- Document delivery service (DDS) or document supply service “refers to the physical or electronic delivery of a document from a library collection to the residence or place of business of a library user, upon request.”
- The steps to be followed in providing DDS are: receipt and analysis of demand, identification and location of required document, procurement of document, copying the required portion of the document, if required, and delivering the original/copy of the required portion of the document to the user.
- Various media are employed for document delivery, such as delivery from circulation desk within the library, or at the user’s doorstep by messenger or by post/courier, transmission through fax, delivery of document recorded on CD/DVD, transmission of soft copy through intranet or as e-mail attachment.
- Inter-library lending has been the earliest method used for document delivery.

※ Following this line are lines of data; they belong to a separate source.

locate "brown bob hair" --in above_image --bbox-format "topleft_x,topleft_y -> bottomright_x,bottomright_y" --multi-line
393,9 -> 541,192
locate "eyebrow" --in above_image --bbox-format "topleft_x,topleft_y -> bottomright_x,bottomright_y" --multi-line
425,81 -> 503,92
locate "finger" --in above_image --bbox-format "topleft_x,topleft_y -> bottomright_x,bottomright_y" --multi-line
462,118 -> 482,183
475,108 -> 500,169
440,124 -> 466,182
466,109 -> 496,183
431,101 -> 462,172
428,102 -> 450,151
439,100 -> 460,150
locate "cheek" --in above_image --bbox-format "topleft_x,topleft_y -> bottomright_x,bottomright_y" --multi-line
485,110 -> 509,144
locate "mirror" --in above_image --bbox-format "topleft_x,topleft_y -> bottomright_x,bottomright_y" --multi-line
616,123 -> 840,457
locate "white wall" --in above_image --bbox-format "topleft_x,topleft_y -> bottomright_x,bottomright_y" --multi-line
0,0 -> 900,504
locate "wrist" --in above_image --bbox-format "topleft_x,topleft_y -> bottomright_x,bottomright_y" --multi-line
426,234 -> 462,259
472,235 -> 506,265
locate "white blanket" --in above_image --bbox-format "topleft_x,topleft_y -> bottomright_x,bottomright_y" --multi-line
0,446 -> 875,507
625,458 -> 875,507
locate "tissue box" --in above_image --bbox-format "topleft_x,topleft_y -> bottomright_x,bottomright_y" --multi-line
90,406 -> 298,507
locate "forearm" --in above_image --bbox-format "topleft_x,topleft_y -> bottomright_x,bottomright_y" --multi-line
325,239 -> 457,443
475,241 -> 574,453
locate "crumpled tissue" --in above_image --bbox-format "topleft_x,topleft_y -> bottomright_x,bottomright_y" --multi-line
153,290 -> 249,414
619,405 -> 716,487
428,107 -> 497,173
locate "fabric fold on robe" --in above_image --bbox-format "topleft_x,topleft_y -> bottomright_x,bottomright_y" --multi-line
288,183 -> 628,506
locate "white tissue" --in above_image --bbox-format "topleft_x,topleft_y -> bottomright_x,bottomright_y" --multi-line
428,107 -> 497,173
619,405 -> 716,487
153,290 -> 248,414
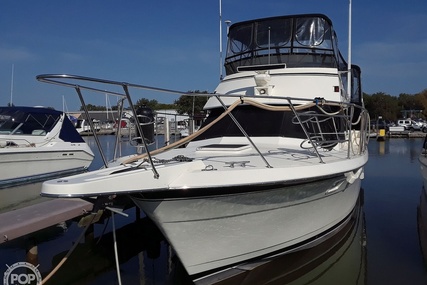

This system is still prevalent in many countries.
- With the advent of various reprographic techniques, it has now become possible to supply photocopies of required portions of documents.
- Mainly xerography is now being used for preparing photocopies of documents.
- When a copy of any document or a portion of a document is supplied to the user it involves legal issue.
- Many countries have made provision in their copyright laws to allow copying in a limited way for “fair use” by scholars and researchers.
- A library/information professional does the liaison work in DDS.
- The most popular DDS provider, at international level is perhaps the British Library Document Supply Centre (BLDSC, earlier known as BLLD and now re-launched as British Library on Demand). There are also now private organizations which provide this service.